Similar to Whitman-Walker in D.C., Key said the L.A. Center’s clinic encourages these patients to immediately get on a drug regimen known as post-exposure prophylaxis or PEP. Like Whitman-Walker, the L.A. Center provides that drug regimen for them.

HIV experts point out that the PEP regimen must begin within 72 hours of the time of possible exposure through sex for it to be effective. The PEP drug, usually a one-pill-per-day HIV medication, must be taken for 28 days.

“But of course, that doesn’t protect them from sexually transmitted diseases other than HIV,” Key said in a statement to the Blade.

“People rarely seek legal action,” he said. “Most of the cases are with someone they met through an app or anonymously, but we recently had at least one patient who wanted to press legal charges. He felt hopeless, however, because he didn’t know how to contact the partner,” Key said

“We’re happy Alexandra Brodsky’s article is bringing attention to this issue,” he said.

In her paper, Brodsky says she could not find any case in the U.S. where someone victimized by stealthing filed a lawsuit or where the alleged perpetrator was charged with a crime.
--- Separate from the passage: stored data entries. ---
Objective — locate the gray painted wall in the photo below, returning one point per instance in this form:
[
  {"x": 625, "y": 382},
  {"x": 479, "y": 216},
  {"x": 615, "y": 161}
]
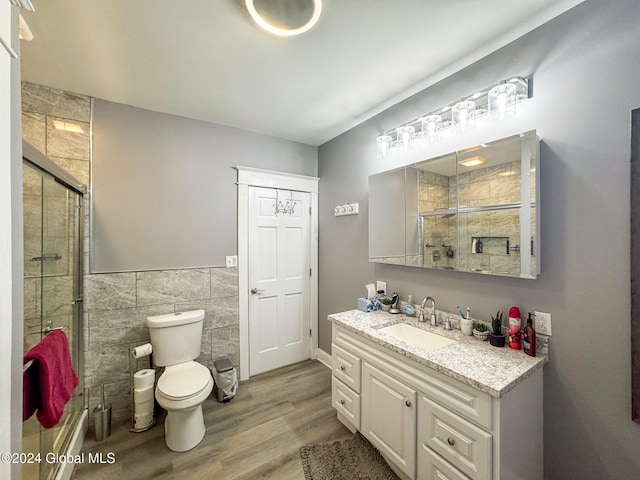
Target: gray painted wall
[
  {"x": 11, "y": 303},
  {"x": 586, "y": 66},
  {"x": 148, "y": 162}
]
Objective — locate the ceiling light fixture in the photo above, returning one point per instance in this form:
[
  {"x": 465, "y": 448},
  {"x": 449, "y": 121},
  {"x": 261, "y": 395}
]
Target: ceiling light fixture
[
  {"x": 497, "y": 102},
  {"x": 472, "y": 162},
  {"x": 285, "y": 18}
]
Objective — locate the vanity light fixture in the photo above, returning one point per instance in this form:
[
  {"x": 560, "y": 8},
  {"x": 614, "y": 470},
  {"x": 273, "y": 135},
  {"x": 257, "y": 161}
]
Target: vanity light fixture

She says possible criminal tort, contract, and civil rights remedies might be available to stealthing victims under current federal and state laws.

Theoretically, a stealthing episode might be considered a form of rape, she said, because it removes the consent that the partner gave for sex based on the condition that a condom would be used.

“Ultimately, a new tort for ‘stealthing’ is necessary both to provide victims with a more viable cause of action and to reflect better the harms wrought by nonconsensual condom removal,” she sates in the paper.

A “tort” is defined by legal experts as a civil wrong that unfairly causes someone to suffer loss or harm that could lead to legal liability for the person found to be responsible for the wrong.

Brodsky reports in her paper that some online forums “provide advice, along with explicit descriptions, for how to successfully trick a partner and remove a condom during sex.”

Those who promote the practice of nonconsensual condom removal base their actions “in misogyny and investment in male sexual supremacy,” she states in the paper.

“Men who stealth assault other men display similar rhetoric focused on a man’s ‘right’ to spread his seed – even when reproduction is not an option,” Brodsky says in her paper.